Тощие ножки и не только - Том Роббинс
Шрифт:
Интервал:
Закладка:
Например, недавно его самого какой-то придурок назвал увальнем-гидроцефалом, так он даже не посмотрел на нахала. Так зачем же она изводит себя?
Сбитая с толку библейским описанием Иезавели – если верить Писанию, то выходило, что косметика сродни колдовству, а кокетство – серьезное преступление, – Эллен Черри спросила у Пэтси (телефонная связь с домом установилась спустя полгода после того, как беглянка обосновалась в Сиэтле), что той известно о низменной репутации древней царицы.
– Она дурная женщина, если не ошибаюсь.
– Мама! Ты можешь сказать что-то конкретное?!
– Твой отец не хотел этого делать, моя девочка. Он не хотел обзывать тебя. Это Бад его науськал. Бад вечно заставляет его терзаться чувством вины из-за их юношеских проделок. Он просто манипулирует твоим отцом. Но…
– Мама, прошу тебя, окажи мне любезность, спроси дядю Бада, какой такой грех совершила Иезавель. Мне хотелось бы знать подробности.
Когда Бадди Винклер в очередной раз зашел к Чарльзам на ужин, Пэтси, что называется в лоб, задала ему вопрос дочери. Наступила гулкая тишина, нарушаемая лишь музыкальным шипением свиных отбивных на сковородке. Проповедник медленно встал со стула, зеленого цвета стула, что так резко контрастировал со спелыми ягодами фурункулов на его лице, и скользнул по Пэтси голодным взглядом, похожим на прикосновение шершавого языка кастрированного бычка. Она почти ощутила, как струйки его холодной слюны капают на ее обсыпанный мукой передник, превращая эти самые крошки муки в тесто.

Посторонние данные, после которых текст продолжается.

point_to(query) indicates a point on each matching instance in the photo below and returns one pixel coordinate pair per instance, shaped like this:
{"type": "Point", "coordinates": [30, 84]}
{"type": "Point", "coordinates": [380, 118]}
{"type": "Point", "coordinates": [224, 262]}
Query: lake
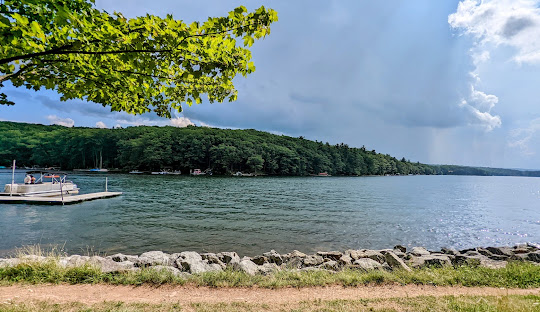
{"type": "Point", "coordinates": [251, 215]}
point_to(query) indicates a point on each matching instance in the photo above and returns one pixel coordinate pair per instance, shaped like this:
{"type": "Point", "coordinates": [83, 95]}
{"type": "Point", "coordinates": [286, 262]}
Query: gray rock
{"type": "Point", "coordinates": [295, 263]}
{"type": "Point", "coordinates": [260, 260]}
{"type": "Point", "coordinates": [213, 259]}
{"type": "Point", "coordinates": [492, 264]}
{"type": "Point", "coordinates": [467, 260]}
{"type": "Point", "coordinates": [297, 253]}
{"type": "Point", "coordinates": [373, 255]}
{"type": "Point", "coordinates": [152, 258]}
{"type": "Point", "coordinates": [228, 256]}
{"type": "Point", "coordinates": [332, 255]}
{"type": "Point", "coordinates": [395, 262]}
{"type": "Point", "coordinates": [501, 251]}
{"type": "Point", "coordinates": [345, 260]}
{"type": "Point", "coordinates": [400, 248]}
{"type": "Point", "coordinates": [109, 266]}
{"type": "Point", "coordinates": [433, 260]}
{"type": "Point", "coordinates": [367, 264]}
{"type": "Point", "coordinates": [162, 268]}
{"type": "Point", "coordinates": [484, 251]}
{"type": "Point", "coordinates": [533, 257]}
{"type": "Point", "coordinates": [245, 265]}
{"type": "Point", "coordinates": [273, 257]}
{"type": "Point", "coordinates": [268, 268]}
{"type": "Point", "coordinates": [520, 251]}
{"type": "Point", "coordinates": [400, 254]}
{"type": "Point", "coordinates": [313, 260]}
{"type": "Point", "coordinates": [330, 265]}
{"type": "Point", "coordinates": [449, 251]}
{"type": "Point", "coordinates": [419, 251]}
{"type": "Point", "coordinates": [192, 262]}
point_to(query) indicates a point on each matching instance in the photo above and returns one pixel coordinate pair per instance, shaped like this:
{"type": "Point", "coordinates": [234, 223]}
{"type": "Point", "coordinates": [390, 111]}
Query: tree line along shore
{"type": "Point", "coordinates": [224, 151]}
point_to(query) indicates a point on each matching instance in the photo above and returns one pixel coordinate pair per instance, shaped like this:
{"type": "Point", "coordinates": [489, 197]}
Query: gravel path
{"type": "Point", "coordinates": [90, 294]}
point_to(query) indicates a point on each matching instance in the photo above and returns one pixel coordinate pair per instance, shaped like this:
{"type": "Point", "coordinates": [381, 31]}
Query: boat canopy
{"type": "Point", "coordinates": [42, 172]}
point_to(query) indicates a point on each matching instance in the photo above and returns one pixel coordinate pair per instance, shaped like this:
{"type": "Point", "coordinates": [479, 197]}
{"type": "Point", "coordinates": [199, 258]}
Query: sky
{"type": "Point", "coordinates": [440, 82]}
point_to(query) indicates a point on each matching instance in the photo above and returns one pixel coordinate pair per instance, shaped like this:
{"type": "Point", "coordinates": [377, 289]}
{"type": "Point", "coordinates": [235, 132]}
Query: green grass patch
{"type": "Point", "coordinates": [515, 275]}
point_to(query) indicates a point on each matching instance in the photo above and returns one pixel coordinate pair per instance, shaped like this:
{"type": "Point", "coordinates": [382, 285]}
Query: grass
{"type": "Point", "coordinates": [420, 304]}
{"type": "Point", "coordinates": [515, 275]}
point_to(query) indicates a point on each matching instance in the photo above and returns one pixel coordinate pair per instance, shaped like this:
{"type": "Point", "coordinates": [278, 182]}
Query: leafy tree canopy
{"type": "Point", "coordinates": [135, 65]}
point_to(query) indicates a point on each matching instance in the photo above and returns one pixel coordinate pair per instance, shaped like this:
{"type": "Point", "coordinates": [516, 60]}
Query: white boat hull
{"type": "Point", "coordinates": [41, 189]}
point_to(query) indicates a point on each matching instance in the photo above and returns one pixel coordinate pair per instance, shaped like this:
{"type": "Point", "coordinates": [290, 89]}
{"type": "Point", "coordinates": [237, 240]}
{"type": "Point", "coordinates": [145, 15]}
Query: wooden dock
{"type": "Point", "coordinates": [56, 200]}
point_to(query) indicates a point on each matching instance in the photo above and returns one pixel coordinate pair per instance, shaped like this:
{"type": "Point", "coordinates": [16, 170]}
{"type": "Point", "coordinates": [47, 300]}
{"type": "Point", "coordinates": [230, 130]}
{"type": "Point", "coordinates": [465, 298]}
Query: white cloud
{"type": "Point", "coordinates": [55, 120]}
{"type": "Point", "coordinates": [101, 125]}
{"type": "Point", "coordinates": [181, 122]}
{"type": "Point", "coordinates": [479, 104]}
{"type": "Point", "coordinates": [494, 23]}
{"type": "Point", "coordinates": [141, 121]}
{"type": "Point", "coordinates": [514, 23]}
{"type": "Point", "coordinates": [523, 138]}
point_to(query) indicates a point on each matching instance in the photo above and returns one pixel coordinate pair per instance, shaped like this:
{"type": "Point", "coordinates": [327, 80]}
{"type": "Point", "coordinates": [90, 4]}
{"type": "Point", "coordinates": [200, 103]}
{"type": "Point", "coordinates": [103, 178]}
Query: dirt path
{"type": "Point", "coordinates": [90, 294]}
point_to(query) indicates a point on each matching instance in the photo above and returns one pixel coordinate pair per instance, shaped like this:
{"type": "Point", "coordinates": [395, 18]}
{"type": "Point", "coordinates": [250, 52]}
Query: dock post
{"type": "Point", "coordinates": [12, 178]}
{"type": "Point", "coordinates": [61, 191]}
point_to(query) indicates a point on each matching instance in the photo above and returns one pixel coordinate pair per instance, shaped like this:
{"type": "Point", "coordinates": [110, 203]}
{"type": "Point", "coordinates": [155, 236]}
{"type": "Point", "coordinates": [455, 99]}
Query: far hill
{"type": "Point", "coordinates": [222, 150]}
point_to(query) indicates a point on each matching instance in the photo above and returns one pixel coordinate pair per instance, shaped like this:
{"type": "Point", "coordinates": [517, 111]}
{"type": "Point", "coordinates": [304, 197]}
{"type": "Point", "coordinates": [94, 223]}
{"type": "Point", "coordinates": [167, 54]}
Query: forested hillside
{"type": "Point", "coordinates": [224, 151]}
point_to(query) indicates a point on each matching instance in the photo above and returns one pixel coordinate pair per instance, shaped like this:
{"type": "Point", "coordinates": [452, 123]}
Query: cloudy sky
{"type": "Point", "coordinates": [454, 82]}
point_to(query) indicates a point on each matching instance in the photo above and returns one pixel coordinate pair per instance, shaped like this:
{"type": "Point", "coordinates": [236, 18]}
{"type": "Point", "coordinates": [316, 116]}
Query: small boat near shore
{"type": "Point", "coordinates": [49, 183]}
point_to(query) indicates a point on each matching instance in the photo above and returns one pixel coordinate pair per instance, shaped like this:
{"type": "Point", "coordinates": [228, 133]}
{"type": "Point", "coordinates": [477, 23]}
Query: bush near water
{"type": "Point", "coordinates": [222, 150]}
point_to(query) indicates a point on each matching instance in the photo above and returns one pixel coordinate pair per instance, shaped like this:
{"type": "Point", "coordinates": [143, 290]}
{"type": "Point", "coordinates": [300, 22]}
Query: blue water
{"type": "Point", "coordinates": [254, 215]}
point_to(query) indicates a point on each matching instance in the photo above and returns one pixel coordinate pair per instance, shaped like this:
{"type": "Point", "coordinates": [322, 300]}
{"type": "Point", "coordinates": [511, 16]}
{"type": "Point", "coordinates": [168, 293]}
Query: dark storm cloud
{"type": "Point", "coordinates": [90, 109]}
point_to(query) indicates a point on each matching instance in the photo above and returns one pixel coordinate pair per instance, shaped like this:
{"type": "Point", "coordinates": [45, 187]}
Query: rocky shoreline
{"type": "Point", "coordinates": [399, 258]}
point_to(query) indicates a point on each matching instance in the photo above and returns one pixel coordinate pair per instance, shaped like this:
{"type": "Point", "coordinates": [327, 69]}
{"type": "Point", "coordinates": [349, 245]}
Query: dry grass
{"type": "Point", "coordinates": [418, 304]}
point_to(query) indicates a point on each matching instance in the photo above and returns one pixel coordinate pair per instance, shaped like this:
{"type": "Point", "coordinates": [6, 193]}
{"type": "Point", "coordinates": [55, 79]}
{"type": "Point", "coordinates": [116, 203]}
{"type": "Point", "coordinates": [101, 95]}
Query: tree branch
{"type": "Point", "coordinates": [61, 50]}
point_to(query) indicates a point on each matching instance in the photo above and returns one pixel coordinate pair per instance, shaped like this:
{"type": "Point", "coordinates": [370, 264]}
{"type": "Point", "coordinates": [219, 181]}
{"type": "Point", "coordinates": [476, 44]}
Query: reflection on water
{"type": "Point", "coordinates": [254, 215]}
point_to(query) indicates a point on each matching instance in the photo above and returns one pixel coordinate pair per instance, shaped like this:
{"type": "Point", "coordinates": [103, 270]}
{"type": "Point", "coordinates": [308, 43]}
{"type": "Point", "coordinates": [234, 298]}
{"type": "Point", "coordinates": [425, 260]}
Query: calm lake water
{"type": "Point", "coordinates": [254, 215]}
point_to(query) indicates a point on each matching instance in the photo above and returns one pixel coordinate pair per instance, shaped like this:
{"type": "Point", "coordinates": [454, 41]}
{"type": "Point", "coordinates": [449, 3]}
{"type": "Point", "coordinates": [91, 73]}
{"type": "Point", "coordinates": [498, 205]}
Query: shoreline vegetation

– Пытаешься испортить мне аппетит, Пэтси? Боишься, что свиных отбивных на всех не хватит? Произносишь имя этой бесстыдной прелюбодейки, этой раскрашенной шлюхи, перед тем, как мы сели за стол? Я требую, чтобы сегодня вечером ты произнесла молитву, чтобы смыла с языка богомерзкое имя блудницы Иезавели!
– Мой язык в полном порядке, спасибо тебе, Бад-ди! – Пэтси даже пошире раскрыла рот буквально в нескольких дюймах от его носа – в надежде, что это поможет преподобному избавиться от тика, которым передернулось его лицо. И действительно, помогло. – Ты мне просто скажи, с кем же прелюбодействовала эта древняя шлюшка?
Бадди сделал шаг назад. То, как Пэтси произнесла слово «прелюбодействовала», лишило его решимости.
– Подожди, Пэтси.
– Ну так все-таки с кем, Бад?
Когда преподобный Винклер заговорил снова, к нему вернулся его саксофонный глас, глас синего пламени. Правда, из-за тика его щека подергивалась после вопроса Пэтси, он немного сбивался с привычного ритма, и верхние регистры оказались слегка смазанными.
– Об этом написано в Книге Откровения Святого Иоанна Богослова, главе второй, в восемнадцатом стихе. Господь, который есть, и был, и грядет, в послании Ангелу Фиатирской церкви…
– Какой-какой церкви?
– Фиатирской.
– Где это такая?
– Не важно! Ее больше нет. И сказал ему Господь: «Но имею немного против тебя, потому что ты попускаешь жене Иезавели, называющей себя пророчицею, учить и вводить в заблуждение рабов моих, любодействовать и есть идоложертвенное».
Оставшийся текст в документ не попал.